The challenges involved with content moderation are sure to continue and evolve. Facebook is taking steps to close the purported divide in combating disinformation, and it is not an easy task. What is the best way to accomplish this? No one knows. But it’s clear that the federal government is not the entity best suited to do so.
The Surveillance Advertising Float
Surprisingly, New Orleans prohibits nearly all display and use of advertising during Mardi Gras parades. That means no branded beads, koozies, or stadium cups can be thrown to attendees.

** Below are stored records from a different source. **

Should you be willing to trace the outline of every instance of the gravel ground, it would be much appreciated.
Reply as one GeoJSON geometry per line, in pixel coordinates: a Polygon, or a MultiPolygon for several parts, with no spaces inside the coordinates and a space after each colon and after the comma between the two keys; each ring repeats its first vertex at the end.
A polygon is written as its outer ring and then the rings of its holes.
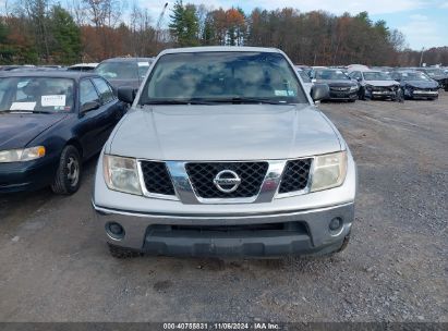
{"type": "Polygon", "coordinates": [[[448,94],[323,103],[358,161],[356,222],[330,258],[116,260],[89,206],[0,197],[0,321],[448,321],[448,94]]]}

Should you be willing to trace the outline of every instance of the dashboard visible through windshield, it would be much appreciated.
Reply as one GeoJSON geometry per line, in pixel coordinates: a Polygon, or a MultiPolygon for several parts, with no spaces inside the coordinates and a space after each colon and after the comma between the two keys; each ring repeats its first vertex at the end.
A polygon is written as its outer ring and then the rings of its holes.
{"type": "Polygon", "coordinates": [[[141,105],[175,102],[306,103],[286,58],[271,52],[169,53],[156,63],[141,105]]]}

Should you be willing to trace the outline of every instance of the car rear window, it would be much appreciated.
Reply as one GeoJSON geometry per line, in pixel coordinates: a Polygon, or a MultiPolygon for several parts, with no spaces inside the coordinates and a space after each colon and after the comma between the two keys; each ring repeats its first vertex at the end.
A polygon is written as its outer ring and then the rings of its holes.
{"type": "Polygon", "coordinates": [[[73,79],[57,77],[0,78],[0,111],[69,112],[73,79]]]}

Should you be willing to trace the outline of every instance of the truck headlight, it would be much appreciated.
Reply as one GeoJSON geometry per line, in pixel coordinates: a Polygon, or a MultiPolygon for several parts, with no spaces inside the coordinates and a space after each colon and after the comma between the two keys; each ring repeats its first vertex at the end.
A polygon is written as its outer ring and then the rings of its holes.
{"type": "Polygon", "coordinates": [[[31,161],[45,156],[44,146],[35,146],[23,149],[0,150],[0,163],[31,161]]]}
{"type": "Polygon", "coordinates": [[[311,191],[340,186],[347,174],[347,151],[327,154],[314,159],[311,191]]]}
{"type": "Polygon", "coordinates": [[[142,195],[137,161],[135,159],[105,155],[102,158],[102,174],[106,185],[110,189],[142,195]]]}

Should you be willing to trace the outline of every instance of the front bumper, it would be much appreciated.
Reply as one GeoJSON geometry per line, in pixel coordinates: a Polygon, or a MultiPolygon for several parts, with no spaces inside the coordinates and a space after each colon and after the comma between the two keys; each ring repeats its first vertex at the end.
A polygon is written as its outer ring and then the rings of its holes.
{"type": "Polygon", "coordinates": [[[57,158],[35,161],[0,163],[0,193],[35,191],[43,188],[55,179],[57,158]]]}
{"type": "Polygon", "coordinates": [[[349,235],[353,203],[286,213],[246,216],[149,214],[102,208],[94,204],[106,241],[126,248],[167,256],[274,257],[337,250],[349,235]],[[329,230],[339,218],[342,225],[329,230]],[[124,229],[117,240],[106,230],[124,229]]]}
{"type": "Polygon", "coordinates": [[[438,90],[405,88],[404,96],[412,99],[438,98],[438,90]]]}
{"type": "Polygon", "coordinates": [[[397,98],[397,91],[395,90],[366,90],[365,95],[372,99],[378,98],[397,98]]]}
{"type": "Polygon", "coordinates": [[[335,91],[330,89],[330,100],[356,100],[358,89],[351,91],[335,91]]]}

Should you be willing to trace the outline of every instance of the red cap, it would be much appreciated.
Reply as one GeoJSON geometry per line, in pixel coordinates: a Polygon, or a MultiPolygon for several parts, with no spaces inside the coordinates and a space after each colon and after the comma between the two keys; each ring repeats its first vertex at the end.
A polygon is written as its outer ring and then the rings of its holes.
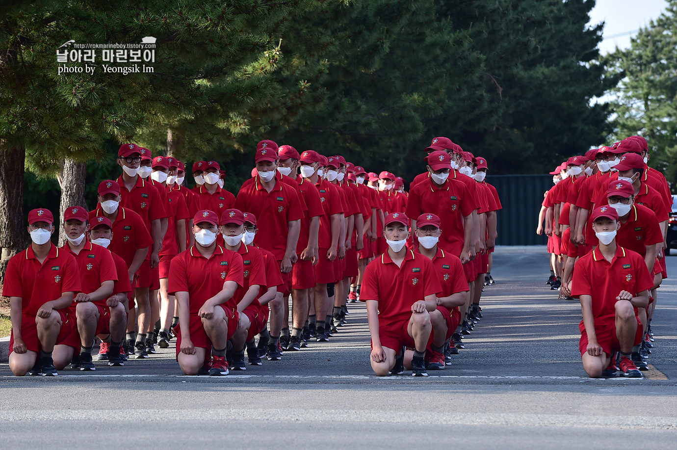
{"type": "Polygon", "coordinates": [[[242,225],[244,223],[244,214],[240,209],[226,209],[221,215],[221,224],[237,224],[242,225]]]}
{"type": "Polygon", "coordinates": [[[256,226],[256,216],[254,216],[251,213],[242,213],[244,216],[244,222],[248,222],[254,226],[256,226]]]}
{"type": "Polygon", "coordinates": [[[165,169],[169,169],[169,158],[167,158],[167,157],[155,157],[153,158],[153,162],[151,164],[151,167],[152,167],[153,169],[156,167],[165,167],[165,169]]]}
{"type": "Polygon", "coordinates": [[[426,148],[426,150],[434,152],[436,150],[454,150],[454,142],[449,138],[433,138],[430,146],[426,148]]]}
{"type": "Polygon", "coordinates": [[[100,216],[99,217],[94,218],[89,222],[89,230],[93,230],[100,225],[106,225],[111,230],[113,229],[113,224],[110,222],[110,219],[100,216]]]}
{"type": "Polygon", "coordinates": [[[617,195],[624,199],[629,199],[634,195],[634,188],[632,183],[625,180],[614,180],[609,184],[607,190],[607,197],[617,195]]]}
{"type": "Polygon", "coordinates": [[[221,171],[221,166],[219,165],[219,163],[217,163],[215,161],[207,161],[207,165],[206,165],[206,167],[204,167],[204,170],[206,170],[207,169],[209,169],[210,167],[214,167],[217,171],[221,171]]]}
{"type": "MultiPolygon", "coordinates": [[[[273,142],[273,144],[275,144],[275,142],[273,142]]],[[[273,148],[273,146],[259,148],[256,150],[256,156],[254,157],[254,161],[257,163],[262,161],[274,161],[277,159],[278,152],[276,149],[273,148]]]]}
{"type": "Polygon", "coordinates": [[[327,163],[325,165],[338,169],[339,164],[341,164],[341,161],[336,157],[329,157],[327,158],[327,163]]]}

Fortunately, the discussion of surveillance advertising did not take such a staunch approach. However, no cookies were thrown by this float.
Surveillance advertising, also called targeted or behavioral advertising, directs personalized ads to specific users based upon prior online activity and other personal information. This is often done using cookies. The word “surveillance” does sound scary and nefarious, but it’s difficult to pinpoint the exact harm that legislators are attempting to remedy or prevent. Ads can be annoying. That’s why New Orleans banned the practice on Mardi Gras floats. The ads distracted from the cultural and sometimes religious significance of the holiday. To quote the 2010 film, The Social Network: “Ads aren’t cool.”
The concerns surrounding behavioral advertising are nothing new. However, privacy between consenting parties is not something for Congress to legislate. Rep. Anna Eshoo (D-CA) waded into the hearing to speak about her legislation, the Banning Surveillance Advertising Act of 2022 (H.R. 6416).
My bill does go after the root of the social media problem, which is a toxic business model. Critics say there can’t be an Internet economy without surveillance ads. They’ve really poured it on. … But I view it another way. And I think so does DuckDuckGo, because it’s a counterexample.
The search engine DuckDuckGo was heralded throughout the hearing for its privacy-based business model, and presented as what should become the standard. The company should be commended for its splash in the search engine space. Founded in 2008, DuckDuckGo describes itself as a “privacy technology company” that offers “seamless protection from surveillance ads by blocking trackers.” Since then, it has become the fourth largest search engine in the U.S., with over 3 billion searches a month globally.
Rep. Eshoo is correct on one point. DuckDuckGo is a “counterexample.” Most importantly, it’s an example of a free market solution. It provides an alternative, and consumers choose to use it. The playground game Duck, Duck, Goose has a purpose: choice. The Banning Surveillance Advertising Act of 2022 would eliminate that choice and make every search engine like DuckDuckGo. And what would be the point of playing Goose, Goose, Goose?
This Mardi Gras parade was not the jolliest of celebrations to occur this past Fat Tuesday. And, perhaps fortunately, it was not the most consequential. But it does signal lawmakers’ ever-increasing focus on large technology platforms and their business models.